Nitekim, Ayça Söylemez'in “İnsan neden IŞİD'e katılır?” yazısında aktardıkları bu fikri destekliyor: “İngiltere vatandaşı IŞİD militanı, 'IŞİD’e neden katıldıklarını' anlatıyor. Onlara en çekici gelen vaat, ölünce cennete gidecek olmaları. Ebu Bara el Hindi daha açık konuşuyor: Depresyonun ilacı cihad. Gelin, bizim hissettiğimiz onuru, mutluluğu hissedin.”

Ne bir ideal, ne yeni bir dünyaya ilişkin bir fikir! Söylemez, çok yerinde bir tespitle şunları ekliyor: “Eskiden dünyayı cennete çevirmek için savaşan yoksul gençler vardı, şimdi cennet vaadiyle yoksul gençleri kandıranlar.” ( burada )

KÜRTLER ORADA TÜM İNSANİ DEĞERLERİ SAVUNUYOR

Bu saldırgan/yıkıcı tepkisellik ve şiddeti/ölümü kutsamak, faşizmin alametifarikası olduğu için, DAİŞ'in, 21. yüzyıl faşizminin en kanlı örgütlerinden biri olduğunu söylemek yanlış olmaz. Bunlar “Yaşasın ölüm” diye bağıran falanjistlerin ardıllarıdır. Kobani'de bugün direnen Kürtler de günümüzün Cumhuriyetçileridir. Kobani'de, Erdem Yörük'ün haklı hatırlatması ile DAİŞ tarafından “Rojava devrimine yönelik tarihte çok gördüğümüz tarzda karşı-devrimci bir saldırı” gerçekleşmektedir. ( burada )
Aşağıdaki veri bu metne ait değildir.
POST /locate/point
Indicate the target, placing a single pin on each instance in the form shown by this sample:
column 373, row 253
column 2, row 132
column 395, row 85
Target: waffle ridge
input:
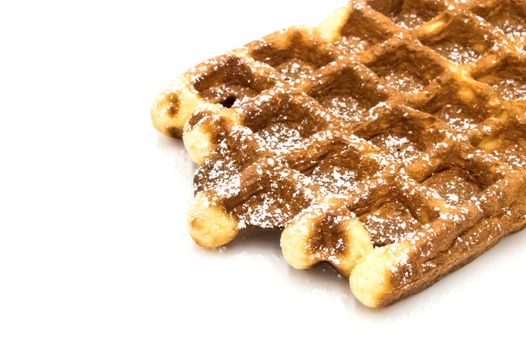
column 390, row 141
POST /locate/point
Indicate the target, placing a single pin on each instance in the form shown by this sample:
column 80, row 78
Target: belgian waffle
column 390, row 141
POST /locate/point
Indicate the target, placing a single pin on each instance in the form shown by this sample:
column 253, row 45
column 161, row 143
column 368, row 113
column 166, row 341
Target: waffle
column 390, row 141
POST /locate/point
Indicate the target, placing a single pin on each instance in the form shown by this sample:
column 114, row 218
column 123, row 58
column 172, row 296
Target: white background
column 94, row 252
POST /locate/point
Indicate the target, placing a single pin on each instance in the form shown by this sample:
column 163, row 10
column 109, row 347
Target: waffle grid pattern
column 390, row 141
Başka türlü, barbarların bu amansız saldırısını anlamlandırmak mümkün görünmüyor. Onlar Rojava'da serpilip gelişen yeni özgür hayata düşmanlar. Nazan Üstündağ, o hayatı “Roj Roja Rojava” yazısında çok güzel anlatmış ( burada ).
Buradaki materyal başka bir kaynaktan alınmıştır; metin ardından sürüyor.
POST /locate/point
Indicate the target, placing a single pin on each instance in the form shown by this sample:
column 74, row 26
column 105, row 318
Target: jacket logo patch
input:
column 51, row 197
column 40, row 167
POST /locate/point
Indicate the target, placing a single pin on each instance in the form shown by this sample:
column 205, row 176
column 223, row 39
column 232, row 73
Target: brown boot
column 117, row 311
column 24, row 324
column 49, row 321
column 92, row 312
Bu serpilip gelişen hayata sadece DAİŞ değil, ABD ve Türkiye gibi devletler de düşman, o yüzden adeta DAİŞ'in Kobani'yi ele geçirmesini arzuluyorlar. Fakat Kobani direnişi, tıpkı İspanya İç Savaşı'nda olduğu gibi savaşın insanlık ile barbarlık arasında olduğunu tüm dünyaya gösterdi. Kürtler orada sadece Kobani'yi değil, özgürlüğü, eşitliği, kardeşliği, tüm insani değerleri savunuyorlar. O yüzden ABD de, Türkiye de zamanında DAİŞ'e göz yummuş olsalar da, destek olmuş olsalar da, artık isteksizce de olsa Kobani yanında yer almak zorunda kalıyorlar.

“HASET DUYGULARIYLA SAVAŞTIKLARI ANLAŞILIYOR”
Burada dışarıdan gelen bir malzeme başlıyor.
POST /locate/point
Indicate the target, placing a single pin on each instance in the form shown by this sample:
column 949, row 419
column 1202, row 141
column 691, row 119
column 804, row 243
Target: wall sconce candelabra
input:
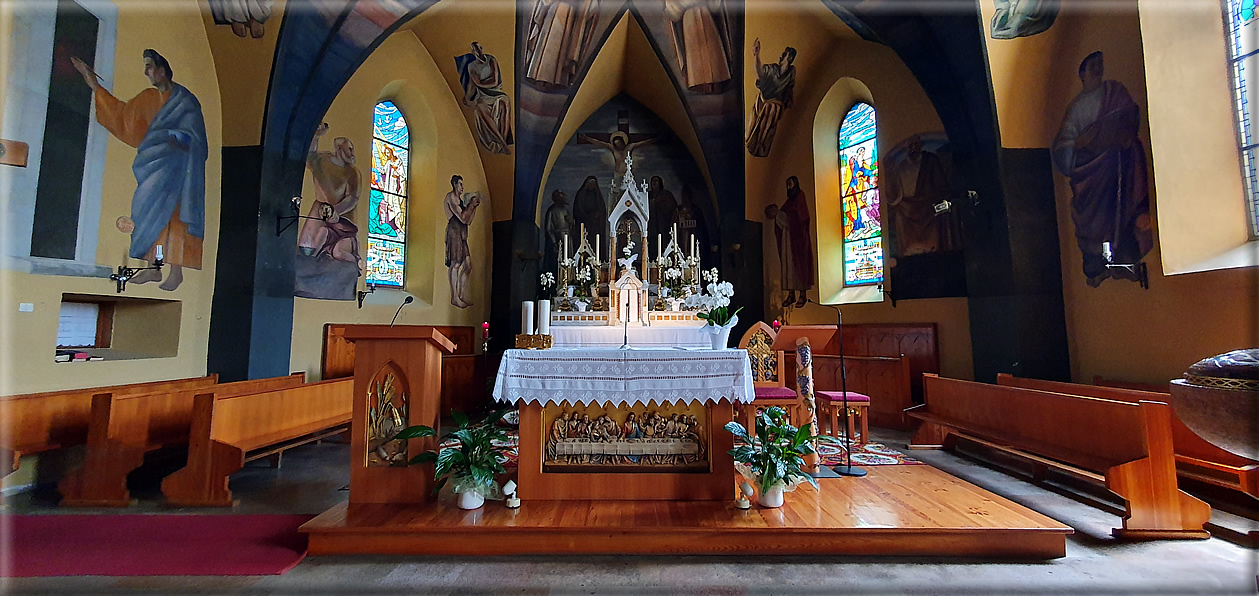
column 295, row 204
DAİŞ, her tepkisel faşist hareket gibi sağ geleneğin barbar çocuğudur... Liderinin kolundaki Rolex saatten, lüks oteller ve villalardaki parti görüntülerine, her şey gösteriyor ki kapitalist sisteme ilişkin ciddi bir eleştirisi dahi olmayan bir örgütten söz ediyoruz. Nitekim, Zizek bunların sistem içi karakterini şöyle deşifre eder: “Bir Budist Batılı bir hedonistle karşılaştığında onu yargılamak yerine, iyi niyetle onun bu şekildeki mutluluk arayışının kendi kendini yanıltmaktan ibaret olduğunu anlatır. Bu terörist sahte-köktenciler ise, gerçek köktencilerden farklı olarak inançsızların günahkar yaşantısından derinden etkilenmiş durumdalar. Günahkar hasımlarıyla savaşırken asıl o hasımlarının sahip olduğu yaşantıya karşı kendi içlerindeki hayranlık ve haset duygularıyla savaştıkları anlaşılıyor.” ( burada )

DAİŞ DE ER GEÇ YENİLECEK

Elbette, Selefiliğin şekilci bağnaz yorumunun böylesine barbar bir hareketin ideolojisi olması üzerine de kafa yorulmalı. Akla yer vermeyen, sadece Kuran ve sünnet ile hareket eden Selefilik, Sünniliğin “zahir” vurgusunun uçlara götürülmesidir aslında. Bir başka deyişle, Sünnilikte var olan formalizmin uçlara götürülmesidir. Bütün Alevi/Bektaşi geleneğinin bu formalizme yönelik bir tepki olduğunu da belirtmeden geçmeyelim. DAİŞ gibi faşist terör örgütleri ise Selefiliğin en şekilci, en bağnaz yorumlarına dayanmaktadır. Sonucu, insanlığa düşman bir tekfircilik ve bir kadın tarafından öldürüldüğünde cehenneme gideceğine inanmak gibi saçma bir şekilciliktir. Bu da onun faşist karakterinin oluşmasında belirleyicidir.

Her faşist hareket gibi DAİŞ de er geç yenilecek ve Naziler gibi, falanjistler gibi tarihin çöplüğündeki yerini alacak. Tarih Kobani'de direnenleri yazacağı gibi, barbarların yanında saf tutanları da unutmayacak.